As the House of Representatives takes the extraordinary step of considering a second impeachment of President Trump during his final days in office, two questions loom large: Did Trump commit impeachable offenses? And does it make sense to impeach even though the Senate may not try and convict him before he leaves office on Jan. 20? The answer to both questions is yes.
Trump spent months convincing his followers, without factual basis, that they were victims of a massive electoral fraud. He summoned them to D.C. for a “wild” protest as Congress met to certify the election results. He then whipped them into a frenzy and aimed the angry horde straight at the Capitol. When Trump’s mob breached the building, he inexcusably dawdled in deploying force to quell the riot. And when he finally released a video statement, it only made matters worse.
Simply put, Trump knew perfectly well that his rally on Wednesday was a powder keg of his own creation. But he gleefully lit a match and tossed it at Congress.
The article of impeachment circulated Friday by Democratic Reps. David N. Cicilline (R.I.), Jamie B. Raskin (Md.) and Ted Lieu (Calif.) accurately captures the gravity of Trump’s misconduct. It situates his action within his “prior efforts to subvert and obstruct the certification of the results of the 2020 presidential election.” And it recognizes the terrible damage that Trump, through his incitement, inflicted on the nation as a whole.

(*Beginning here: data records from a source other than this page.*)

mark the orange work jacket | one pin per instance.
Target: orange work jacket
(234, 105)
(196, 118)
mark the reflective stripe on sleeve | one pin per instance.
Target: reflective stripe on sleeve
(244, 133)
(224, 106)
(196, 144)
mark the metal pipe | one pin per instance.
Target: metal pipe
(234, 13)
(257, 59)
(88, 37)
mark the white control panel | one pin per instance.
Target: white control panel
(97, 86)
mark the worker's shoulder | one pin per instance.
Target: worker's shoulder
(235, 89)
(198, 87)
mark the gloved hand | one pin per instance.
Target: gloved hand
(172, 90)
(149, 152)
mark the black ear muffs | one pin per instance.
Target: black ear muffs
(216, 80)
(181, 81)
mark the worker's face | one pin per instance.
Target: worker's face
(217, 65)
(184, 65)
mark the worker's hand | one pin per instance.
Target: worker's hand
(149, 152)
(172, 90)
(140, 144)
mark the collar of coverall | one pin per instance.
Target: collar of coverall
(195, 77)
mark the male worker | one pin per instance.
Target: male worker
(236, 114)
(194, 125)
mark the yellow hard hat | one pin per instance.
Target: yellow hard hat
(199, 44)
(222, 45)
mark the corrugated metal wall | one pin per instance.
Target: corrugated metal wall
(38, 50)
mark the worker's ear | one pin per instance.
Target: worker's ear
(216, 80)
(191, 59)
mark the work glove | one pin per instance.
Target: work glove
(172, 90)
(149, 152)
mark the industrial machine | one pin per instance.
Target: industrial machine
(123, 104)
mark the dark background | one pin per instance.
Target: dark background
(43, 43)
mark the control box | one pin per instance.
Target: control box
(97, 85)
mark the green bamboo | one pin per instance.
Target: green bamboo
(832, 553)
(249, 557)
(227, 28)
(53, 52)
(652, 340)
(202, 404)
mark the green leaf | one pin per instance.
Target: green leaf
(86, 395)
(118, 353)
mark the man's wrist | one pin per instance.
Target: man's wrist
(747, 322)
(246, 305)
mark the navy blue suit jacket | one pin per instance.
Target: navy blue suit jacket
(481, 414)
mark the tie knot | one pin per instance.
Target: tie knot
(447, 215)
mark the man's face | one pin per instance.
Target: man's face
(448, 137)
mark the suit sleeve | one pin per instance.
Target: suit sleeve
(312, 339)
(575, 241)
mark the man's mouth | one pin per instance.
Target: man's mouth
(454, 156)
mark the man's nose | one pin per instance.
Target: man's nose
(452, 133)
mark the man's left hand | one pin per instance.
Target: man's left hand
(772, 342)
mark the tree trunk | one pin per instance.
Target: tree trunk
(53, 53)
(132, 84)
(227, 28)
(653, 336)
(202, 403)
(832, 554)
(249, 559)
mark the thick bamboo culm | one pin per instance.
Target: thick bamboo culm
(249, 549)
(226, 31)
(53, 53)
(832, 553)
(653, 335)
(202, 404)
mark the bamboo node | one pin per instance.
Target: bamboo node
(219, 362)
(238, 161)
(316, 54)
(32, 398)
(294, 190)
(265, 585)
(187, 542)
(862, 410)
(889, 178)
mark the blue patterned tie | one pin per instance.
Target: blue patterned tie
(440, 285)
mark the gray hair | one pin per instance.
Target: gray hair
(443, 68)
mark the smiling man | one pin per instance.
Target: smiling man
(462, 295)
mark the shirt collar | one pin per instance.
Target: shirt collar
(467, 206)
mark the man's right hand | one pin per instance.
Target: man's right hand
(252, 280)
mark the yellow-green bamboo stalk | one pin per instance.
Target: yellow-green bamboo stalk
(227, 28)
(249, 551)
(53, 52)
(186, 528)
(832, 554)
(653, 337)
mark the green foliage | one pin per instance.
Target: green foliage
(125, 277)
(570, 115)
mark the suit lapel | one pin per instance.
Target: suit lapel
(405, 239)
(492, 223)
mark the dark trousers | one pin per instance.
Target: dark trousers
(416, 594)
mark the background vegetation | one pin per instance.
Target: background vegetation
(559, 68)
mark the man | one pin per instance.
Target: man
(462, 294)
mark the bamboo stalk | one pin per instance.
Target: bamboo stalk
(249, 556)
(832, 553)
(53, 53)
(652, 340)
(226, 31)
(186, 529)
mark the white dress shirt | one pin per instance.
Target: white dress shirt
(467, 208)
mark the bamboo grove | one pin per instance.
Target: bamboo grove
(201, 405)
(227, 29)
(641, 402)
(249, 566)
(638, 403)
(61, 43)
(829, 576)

Trump’s actions might well qualify as federal crimes. But that determination is beside the point when it comes to measuring impeachable offenses. Impeachment exists to protect us from future threats rather than to punish prior misconduct. It does not require proof of a crime.
Indeed, as the House concluded in December 2019, conduct that may be in some sense permitted by the Constitution (or the criminal code) can still be impeachable if undertaken in a grossly abusive manner or as part of a scheme that imperils democracy. Those who wrote the impeachment clause grasped the threat posed by leaders who deploy mob violence against officials and institutions of government that stand in their way. Faced with Trump’s conduct — inciting the most destructive assault on our seat of government since the War of 1812 — they would not have hesitated to act.
That’s true even though Trump will leave office in just 12 days. The Constitution entrusts the House with “the sole Power of Impeachment,” and the Senate with “the sole Power to try all Impeachments.” For good reason, the House and Senate have traditionally exercised those powers with considerable due diligence, deliberation and process.
But the Constitution does not require slow motion at times of crisis, especially when the nation witnessed an impeachable offense in real time. Here, holding protracted hearings would be a foolish undertaking, akin to playing a sonata on the decks of the Titanic. The House can and should act with dispatch.
Many considerations support that conclusion. As a matter of principle and precedent, the House must leave no doubt that Trump’s conduct is beyond the pale. He came close to destroying the Capitol in pursuit of his antidemocratic effort to overturn an election; an unequivocal response is called for.
Moreover, there is now widespread, bipartisan recognition that Trump will remain a danger to our national security through his final days in office. His obvious lack of remorse and unwillingness to accept responsibility confirm the threat. So do his pattern of placing his personal interests above the law, and his failure to modify his conduct after being impeached last year. With every passing hour that he has the instruments of executive power at his command, the risk that he could do incalculable damage cannot responsibly be ignored.
By approving articles of impeachment, the House would give the Senate the option to swiftly convene, try, convict and remove the president — and, upon a separate vote, disqualify him from future officeholding. To be sure, the Senate may lack the willingness or the time to hold a trial. Still, the very pendency of articles — and the possibility of trial and conviction — may itself chill Trump’s worst impulses as he contemplates his final days as president. And it appears as though there is now bipartisan support in the Senate for serious consideration of articles of impeachment.
In any event, if the House approves articles of impeachment but the Senate does not act before he leaves office, those articles will mark the historical record, serve as a valuable deterrent in the interim and draw a line against future abuses. (Scholars debate whether an impeachment may proceed against a former official.)
The impeachment power must never be exercised lightly. But the House would be fully justified in finding that Trump’s incitement of mob violence against the United States government warrants that drastic remedy.